We had some time in the morning to pull out our laptops and write up notes—fueled by coffee from the nearby Double Quick. We hoped to catch up completely but it takes time to process the experiences of a community, especially one as full and engaging as Greenville, Mississippi. We took our homework over to Jim’s Cafe for a quick breakfast. Apparently Jim’s is the oldest restaurant establishment in Washington County, and a good place to grab your bacon and eggs! After our morning start, we headed over to our launch spot on Main Street just outside City Hall about 15 minutes early in the hopes of saying our goodbyes to Kyla and the mayor.

Kyla (with the help of Kyla #2) orchestrated our entire Greenville experience—two full days with many “audibles” called along the way. She was so very good to us and important to the Relay project. We wanted to thank her one last time before launching. But wait—the City Hall door is locked. Oh yeah . . . it’s Saturday. How easily we lose track of the day of the week on this journey!

Forced to abort the goodbye mission, Tom went ahead and launched the run out of Greenville down Broadway where the sidewalks were good in some spots and not so good in others. We went past our favorite Double Quick—thanks for the coffee, DQ, and the heat rose up once again (our smartphones said it’s a high of 95 degrees) and the south wind kicked in. These are tough conditions but this is an exciting day. Our new Greenville friend, Lonnie Smith, joined us at the base of the Jesse Brent Memorial Bridge for one more run together. This time he and Tom went up and over the Mississippi, grabbing the requisite selfie at the top. I waited at the base on the Arkansas side, getting ready for the run to bike exchange, my turn to head out for the next 15 miles or so. To my surprise, a pick-up truck rolled over the highway and pulled up right next to me, rolling down their window… it was none other than Terri McCullough, pilot of the Mississippi River Parkway Commission, and her husband Will. They wanted to welcome me in style to Arkansas and make sure the Sheriff arrived for my police escort to Eudora.
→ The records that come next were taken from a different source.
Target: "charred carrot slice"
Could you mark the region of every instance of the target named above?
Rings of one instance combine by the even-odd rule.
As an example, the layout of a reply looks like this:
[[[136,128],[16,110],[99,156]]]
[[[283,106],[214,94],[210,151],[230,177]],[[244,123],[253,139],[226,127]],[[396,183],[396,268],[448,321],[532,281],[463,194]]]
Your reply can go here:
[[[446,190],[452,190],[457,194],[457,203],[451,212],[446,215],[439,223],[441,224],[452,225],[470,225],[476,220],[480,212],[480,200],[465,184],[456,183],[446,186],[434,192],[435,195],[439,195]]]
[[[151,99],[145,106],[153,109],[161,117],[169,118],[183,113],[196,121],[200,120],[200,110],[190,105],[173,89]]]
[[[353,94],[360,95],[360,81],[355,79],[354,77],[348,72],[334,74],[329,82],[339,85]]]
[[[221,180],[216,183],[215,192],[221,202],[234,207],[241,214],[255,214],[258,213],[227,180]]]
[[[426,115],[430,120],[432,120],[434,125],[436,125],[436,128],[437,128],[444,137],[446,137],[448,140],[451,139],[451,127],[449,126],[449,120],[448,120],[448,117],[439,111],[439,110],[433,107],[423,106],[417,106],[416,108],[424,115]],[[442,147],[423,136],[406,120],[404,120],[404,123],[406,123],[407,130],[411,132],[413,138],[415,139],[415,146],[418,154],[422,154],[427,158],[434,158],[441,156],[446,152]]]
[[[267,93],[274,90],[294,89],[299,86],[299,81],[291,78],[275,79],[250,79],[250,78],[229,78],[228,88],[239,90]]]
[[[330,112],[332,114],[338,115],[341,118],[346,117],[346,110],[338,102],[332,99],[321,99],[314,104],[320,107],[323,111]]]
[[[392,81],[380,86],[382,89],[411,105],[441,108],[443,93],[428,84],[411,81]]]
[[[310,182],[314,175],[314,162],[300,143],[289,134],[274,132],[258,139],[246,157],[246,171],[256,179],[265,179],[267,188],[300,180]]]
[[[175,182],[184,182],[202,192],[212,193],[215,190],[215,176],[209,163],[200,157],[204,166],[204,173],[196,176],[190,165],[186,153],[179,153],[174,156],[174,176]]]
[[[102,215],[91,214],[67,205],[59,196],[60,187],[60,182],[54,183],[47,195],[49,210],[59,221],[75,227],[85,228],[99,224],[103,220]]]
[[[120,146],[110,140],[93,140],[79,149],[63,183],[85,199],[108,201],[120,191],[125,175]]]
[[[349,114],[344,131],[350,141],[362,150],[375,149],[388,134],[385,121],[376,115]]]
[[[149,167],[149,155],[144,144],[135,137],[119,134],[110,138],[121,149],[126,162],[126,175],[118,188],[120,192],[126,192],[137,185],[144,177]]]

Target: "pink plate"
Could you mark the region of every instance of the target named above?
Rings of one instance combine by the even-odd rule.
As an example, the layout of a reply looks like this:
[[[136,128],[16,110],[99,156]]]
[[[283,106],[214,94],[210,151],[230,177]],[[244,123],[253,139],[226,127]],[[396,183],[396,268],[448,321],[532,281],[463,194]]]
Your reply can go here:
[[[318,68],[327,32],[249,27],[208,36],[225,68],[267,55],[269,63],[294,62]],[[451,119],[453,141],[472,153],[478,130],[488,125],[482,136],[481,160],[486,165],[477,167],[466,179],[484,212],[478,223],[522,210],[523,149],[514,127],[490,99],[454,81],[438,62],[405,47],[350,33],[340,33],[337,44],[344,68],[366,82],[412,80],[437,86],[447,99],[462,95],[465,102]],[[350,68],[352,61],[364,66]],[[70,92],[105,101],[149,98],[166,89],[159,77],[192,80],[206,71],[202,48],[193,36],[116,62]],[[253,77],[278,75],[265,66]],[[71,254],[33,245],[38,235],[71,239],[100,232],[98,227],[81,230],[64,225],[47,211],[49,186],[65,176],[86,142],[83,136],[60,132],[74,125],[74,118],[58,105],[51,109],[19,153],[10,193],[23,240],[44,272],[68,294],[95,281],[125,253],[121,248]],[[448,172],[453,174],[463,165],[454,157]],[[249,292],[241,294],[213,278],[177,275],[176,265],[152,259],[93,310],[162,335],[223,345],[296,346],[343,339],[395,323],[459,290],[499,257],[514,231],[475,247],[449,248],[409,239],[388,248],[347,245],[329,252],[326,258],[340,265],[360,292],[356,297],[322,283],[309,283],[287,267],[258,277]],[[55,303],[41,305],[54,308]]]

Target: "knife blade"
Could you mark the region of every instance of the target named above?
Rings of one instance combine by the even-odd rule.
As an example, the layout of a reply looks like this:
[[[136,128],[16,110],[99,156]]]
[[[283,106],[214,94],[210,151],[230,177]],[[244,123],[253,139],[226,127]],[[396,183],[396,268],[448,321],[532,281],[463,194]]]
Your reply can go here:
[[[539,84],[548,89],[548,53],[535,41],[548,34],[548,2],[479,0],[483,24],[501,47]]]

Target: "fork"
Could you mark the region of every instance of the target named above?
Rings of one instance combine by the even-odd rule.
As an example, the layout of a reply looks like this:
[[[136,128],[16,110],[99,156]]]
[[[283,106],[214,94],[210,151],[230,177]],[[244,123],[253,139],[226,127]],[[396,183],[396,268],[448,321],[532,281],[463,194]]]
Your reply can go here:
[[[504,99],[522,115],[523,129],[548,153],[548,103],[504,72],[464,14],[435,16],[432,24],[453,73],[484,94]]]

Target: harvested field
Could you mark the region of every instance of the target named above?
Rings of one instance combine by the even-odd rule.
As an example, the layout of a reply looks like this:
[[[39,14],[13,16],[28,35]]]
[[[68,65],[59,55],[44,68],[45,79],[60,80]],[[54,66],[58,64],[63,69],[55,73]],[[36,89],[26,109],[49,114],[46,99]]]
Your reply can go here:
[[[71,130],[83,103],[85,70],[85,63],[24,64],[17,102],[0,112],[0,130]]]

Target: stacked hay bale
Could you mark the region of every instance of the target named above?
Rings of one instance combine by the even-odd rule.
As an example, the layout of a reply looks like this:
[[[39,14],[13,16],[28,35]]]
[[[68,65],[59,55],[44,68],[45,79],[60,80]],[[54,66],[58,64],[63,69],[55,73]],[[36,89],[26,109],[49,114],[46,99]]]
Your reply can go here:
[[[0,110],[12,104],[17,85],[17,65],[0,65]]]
I soon spotted the guys descending the bridge, with Sheriff Ron Nicholls just behind them. They all tagged over to us on the shoulder and we exchanged introductions and niceties and got to the business of changing places. Terri and Will headed home by the levee road, while the Sheriff and I headed on down the highway toward Eudora. Tom drove Lonnie back over the bridge to his car and a final farewell—that is, until he makes the trip up to Minnesota for vegetarian gumbo and a marathon run! (To be continued….)

The ride was smooth sailing at first, even a tail wind perhaps, but the winds shifted soon enough to push against me from the South and I slowed down a few mph. By the end of the ride, the heat was upon me, body sweating like rain. But I had to get off and run now—this was the hardest run yet. Suffocating heat, and yet I couldn’t slow my cadence at first. Eventually I moderated it but a painful run I’d like to forget. The sight of Tom at the turn to the Eudora Cultural Center was a welcome one, and running the last tenths of a mile was all I could do.

[Group Conversation at Cultural Center]

After this amazing group discussion, we broke to mingle with a number of other Eudora residents who had just walked through the doors. Refreshments were provided, and we all enjoyed a short documentary about the story of Eudora that had been put together by the Cultural Center in 2007. Saying farewells took some time, but eventually we made our way out to the home of Terri and Will McCullough, our hosts for the night. They had invited several friends from church over for a feast of fried quail and all the fixings! We didn’t go to bed hungry that’s for sure, and I got one more birthday cake with the candle numbers “39” on top, all alight for me to blow out…. I will never stop turning 39 at this rate!